Many commodity pyridine polymer suppliers take shortcuts, using off-grade monomers or short-cycling cure steps. By running pilot reactors alongside our high-output lines, we spot lot variation before it leaves the plant. Every operator and technician on our production floor knows poor bead formation or incomplete crosslinking shows up as maintenance headaches later—so pride in getting the batch right lies at the heart of what we do.
Recently, we’ve worked with researchers in selective CO2 capture, advanced battery electrolytes, and enzyme immobilization using our crosslinked poly(2,6-di-tert-butyl-4-vinylpyridine) matrix. In these scenarios, standard resins often deform, yellow, or foul in weeks, creating operational uncertainty and downtime. Our product gives consistent results over extended periods, even under cyclic loading and temperature shifts.
In fine chemical synthesis, catalysis teams have attached transition metal complexes to our polymer and achieved longer active catalyst lives compared to classic crosslinked polystyrenes or non-protected pyridine networks.
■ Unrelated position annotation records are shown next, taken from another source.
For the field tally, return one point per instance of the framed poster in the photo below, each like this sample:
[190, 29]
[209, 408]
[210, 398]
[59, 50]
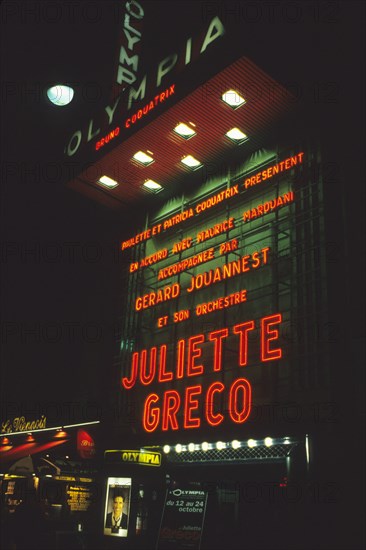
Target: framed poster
[117, 506]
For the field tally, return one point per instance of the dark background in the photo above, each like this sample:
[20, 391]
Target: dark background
[61, 272]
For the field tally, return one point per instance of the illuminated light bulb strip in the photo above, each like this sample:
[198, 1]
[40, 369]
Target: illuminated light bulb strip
[221, 445]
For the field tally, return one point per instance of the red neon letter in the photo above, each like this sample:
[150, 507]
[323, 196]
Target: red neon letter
[151, 415]
[240, 416]
[191, 404]
[194, 353]
[217, 337]
[213, 419]
[243, 329]
[180, 362]
[129, 383]
[268, 335]
[164, 376]
[171, 406]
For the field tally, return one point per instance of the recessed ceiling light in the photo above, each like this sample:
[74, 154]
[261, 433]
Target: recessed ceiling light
[60, 95]
[236, 135]
[152, 186]
[232, 98]
[184, 130]
[108, 182]
[191, 162]
[143, 158]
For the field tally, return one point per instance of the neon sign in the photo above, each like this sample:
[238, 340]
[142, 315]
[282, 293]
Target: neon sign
[165, 409]
[207, 278]
[264, 175]
[127, 76]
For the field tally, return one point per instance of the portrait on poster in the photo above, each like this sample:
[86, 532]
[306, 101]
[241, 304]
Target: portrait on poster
[117, 506]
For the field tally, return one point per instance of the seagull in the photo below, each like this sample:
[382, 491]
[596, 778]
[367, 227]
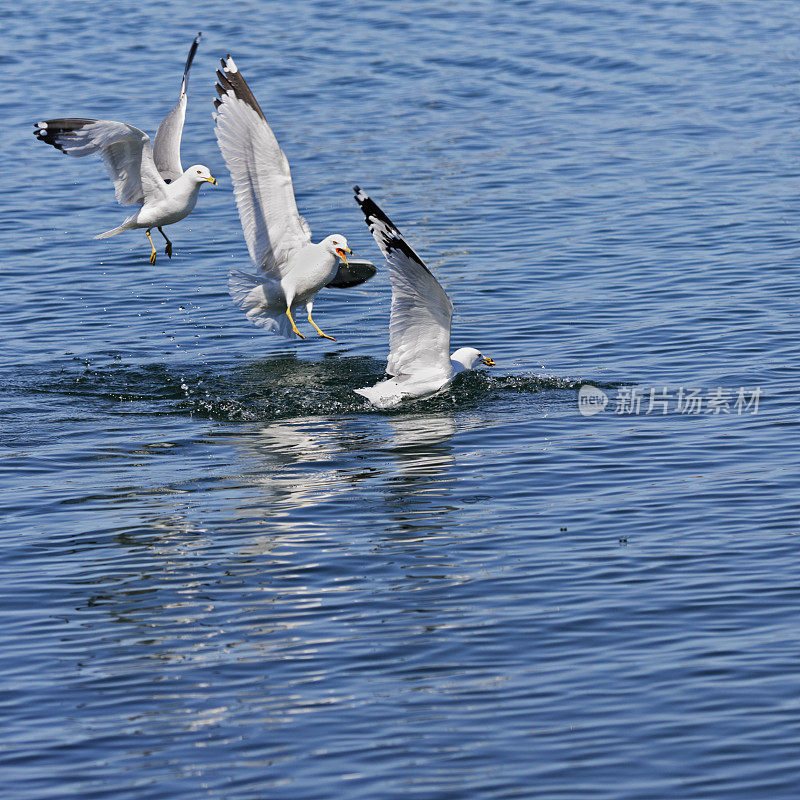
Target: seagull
[147, 175]
[419, 321]
[291, 269]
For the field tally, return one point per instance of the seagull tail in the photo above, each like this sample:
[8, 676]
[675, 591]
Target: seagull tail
[248, 293]
[126, 226]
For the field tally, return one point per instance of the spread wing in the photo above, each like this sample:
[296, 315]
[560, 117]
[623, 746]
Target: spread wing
[262, 183]
[419, 324]
[125, 150]
[167, 144]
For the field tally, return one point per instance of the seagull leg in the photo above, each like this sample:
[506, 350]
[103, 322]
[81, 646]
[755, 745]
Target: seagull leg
[294, 327]
[152, 246]
[168, 248]
[309, 306]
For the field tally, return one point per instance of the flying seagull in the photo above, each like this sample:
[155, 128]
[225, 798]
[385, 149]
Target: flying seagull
[419, 321]
[144, 175]
[291, 270]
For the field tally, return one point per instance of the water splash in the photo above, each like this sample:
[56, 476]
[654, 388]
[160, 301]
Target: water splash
[267, 389]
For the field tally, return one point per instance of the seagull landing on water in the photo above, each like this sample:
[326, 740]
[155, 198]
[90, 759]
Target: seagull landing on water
[419, 322]
[291, 270]
[145, 175]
Water treatment plants using our material have reported lower pressure drops and less channeling, reducing the energy costs of pushing large volumes through packed beds.
Manufacturers know the frustration of buying raw materials or specialty chemicals that only work okay for the first campaign, then fall off sharply in tough plant conditions. Too many specialty polymers are designed with short pilot trials in mind and ignore the messy, variable, high-throughput world of daily industry.
Our crosslinked poly(2,6-di-tert-butyl-4-vinylpyridine) remains rock solid in extended, gritty service—because we spent the bulk of our development time not in the pilot plant but in troubleshooting and optimizing under full-scale, unfiltered plant conditions. That experience taught us to engineer more practical handling, cleaner regeneration cycles, and reliable long-term performance instead of chasing theoretical uptick in a test tube.
By running our own manufacturing and deep process analytics, we deliver repeatable batches with known lot-to-lot consistency—no unexplained downtime, no premature fouling, and no last-minute supplier drama. We source our own monomers, analyze every critical input, and maintain oversight from kettle charge to final drum. That commitment aligns with years of customer trust and sets our process apart from quick-turn traders or repackagers.
Every kilo of poly(2,6-di-tert-butyl-4-vinylpyridine) crosslinked with divinylbenzene leaves our doors reflecting lessons learned on the production floor and the realities of industrial chemistry. From its bead integrity under pressure, to its resistance against heat, acid, base, and oxidants, we’ve shaped and improved this material based on what matters at scale—not on glossy brochure promises.
Our partners use it because it shows real endurance and real-world reliability. For any engineer, chemist, or operator who has suffered through unreliable purification resins, this polymer stands as a tool built by people who understand the pressures and surprises of day-to-day chemical production.
We keep innovating—not on trend, but on the pressing needs we hear from the floor, the lab, and the line. That’s how our material finds its place in mission-critical filtration, advanced catalysis, and the next generation of process improvement.